The matching law states that relative rate of responding equals or “matches” relative rate of reinforcement (Herrnstein, 1961). Herrnstein and Vaughan (1980) proposed melioration as a mechanism for matching. According to melioration, behavior will become allocated to the response alternative with the highest immediate rate of reinforcement. Herrnstein and Vaughan (1980) tested this account against a maximization account which proposes that behavior will become allocated so as to maximize overall rate of reinforcement. Melioration was found to be a better account of matching than maximization. However, according to the quantitative approach taken by machine-based reinforcement learning, melioration and maximization processes should converge to the same results.
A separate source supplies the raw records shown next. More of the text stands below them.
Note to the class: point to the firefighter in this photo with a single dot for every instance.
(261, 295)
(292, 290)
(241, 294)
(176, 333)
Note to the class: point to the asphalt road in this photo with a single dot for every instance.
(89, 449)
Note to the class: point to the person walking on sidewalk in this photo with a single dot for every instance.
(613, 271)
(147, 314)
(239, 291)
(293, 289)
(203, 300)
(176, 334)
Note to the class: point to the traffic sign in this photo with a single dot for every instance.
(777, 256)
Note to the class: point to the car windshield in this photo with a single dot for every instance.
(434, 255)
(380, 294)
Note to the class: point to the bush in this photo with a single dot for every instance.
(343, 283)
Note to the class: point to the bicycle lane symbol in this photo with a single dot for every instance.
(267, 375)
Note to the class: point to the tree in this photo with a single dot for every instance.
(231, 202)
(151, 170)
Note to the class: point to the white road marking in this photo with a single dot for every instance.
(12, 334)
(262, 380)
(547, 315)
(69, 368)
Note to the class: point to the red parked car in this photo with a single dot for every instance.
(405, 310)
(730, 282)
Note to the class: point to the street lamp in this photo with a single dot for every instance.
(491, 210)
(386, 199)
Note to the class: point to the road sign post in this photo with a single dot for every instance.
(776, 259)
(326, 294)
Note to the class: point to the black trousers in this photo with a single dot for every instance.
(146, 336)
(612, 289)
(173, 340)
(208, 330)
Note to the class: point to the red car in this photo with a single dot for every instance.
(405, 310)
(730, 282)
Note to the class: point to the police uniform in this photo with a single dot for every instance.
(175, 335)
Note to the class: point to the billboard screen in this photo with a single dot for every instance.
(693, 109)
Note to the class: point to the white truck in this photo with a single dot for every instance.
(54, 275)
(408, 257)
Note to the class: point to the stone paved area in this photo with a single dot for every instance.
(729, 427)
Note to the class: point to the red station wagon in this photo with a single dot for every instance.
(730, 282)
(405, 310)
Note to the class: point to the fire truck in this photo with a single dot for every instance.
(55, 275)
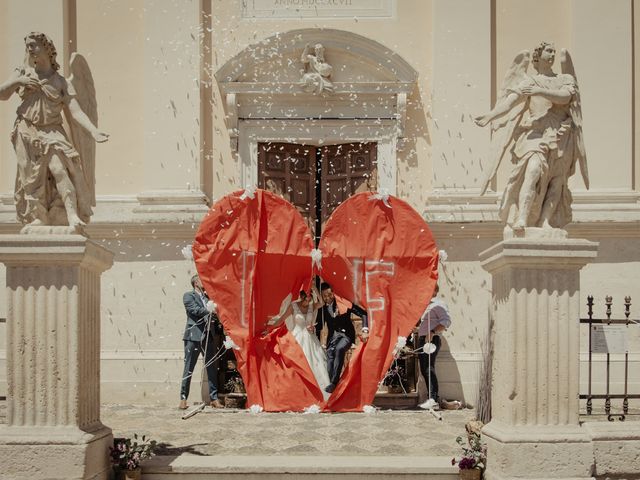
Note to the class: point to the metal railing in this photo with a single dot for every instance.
(605, 338)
The discrepancy in empirical results may be due to the extent to which organisms observe environmental states or are sensitive to certain information, a possibility that has been explored empirically. In this talk, we will discuss how the presence or salience of environmental information relates to the melioration and maximization accounts of matching. This will be accomplished through a brief review of empirical work as well as machine-based reinforcement simulations.
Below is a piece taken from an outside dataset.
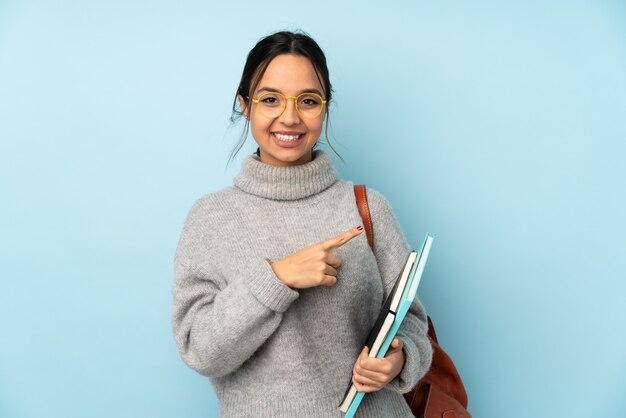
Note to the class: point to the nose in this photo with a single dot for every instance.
(290, 115)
Molecular analyses of behavior have been an important concept in behavior analysis since at least the 1930s. Such work has led to important concepts, such as shaping and chaining, which are heavily used in applied settings to teach new skills; bout analyses that allow us to distinguish motoric from motivational aspects of responding; atomic repertoires that form the building blocks of more complex behavior; and the central role of timing in various conditioning paradigms. Historically, analyses of molecular processes of behavior have been conceptual or involved building theoretical models that are tested via experimental preparations. This presentation discusses recent efforts to apply machine learning methods to analyze previously published data from nonhuman organisms responding to various probabilistic schedules of reinforcement. Our findings demonstrate how machine learning can reveal nonlinear patterns in responding that take into account the temporal structure of events and offer new perspectives that enhance existing theoretical frameworks.

This study explores the role of nonlinear dynamics, specifically nonverbal synchrony, in predicting treatment outcomes in a psychiatric inpatient setting. Nonverbal synchrony, defined as the coordinated movement between individuals engaged in information exchange, has been shown to influence psychological processes, including treatment success. The current research employed mediation analysis to investigate how technician experience (in years) impacts treatment outcomes for 61 patients with severe behavior problems (SBP). Both patients and technicians wore biosensors to track motion, enabling the measurement of synchrony. Results revealed that technician experience had a significant direct effect on treatment outcomes (Level 1: ß=0.23, p<.001; Level 2: ß=0.28, p=.024). Moreover, nonverbal synchrony mediated 28% of the effect for patients with Level 1 symptom severity and 18% for those with Level 2 severity. These findings highlight the significance of nonlinear dynamics, such as synchrony, in shaping treatment outcomes and suggest that interpersonal coordination may be a key mechanism by which technician experience enhances therapeutic efficacy.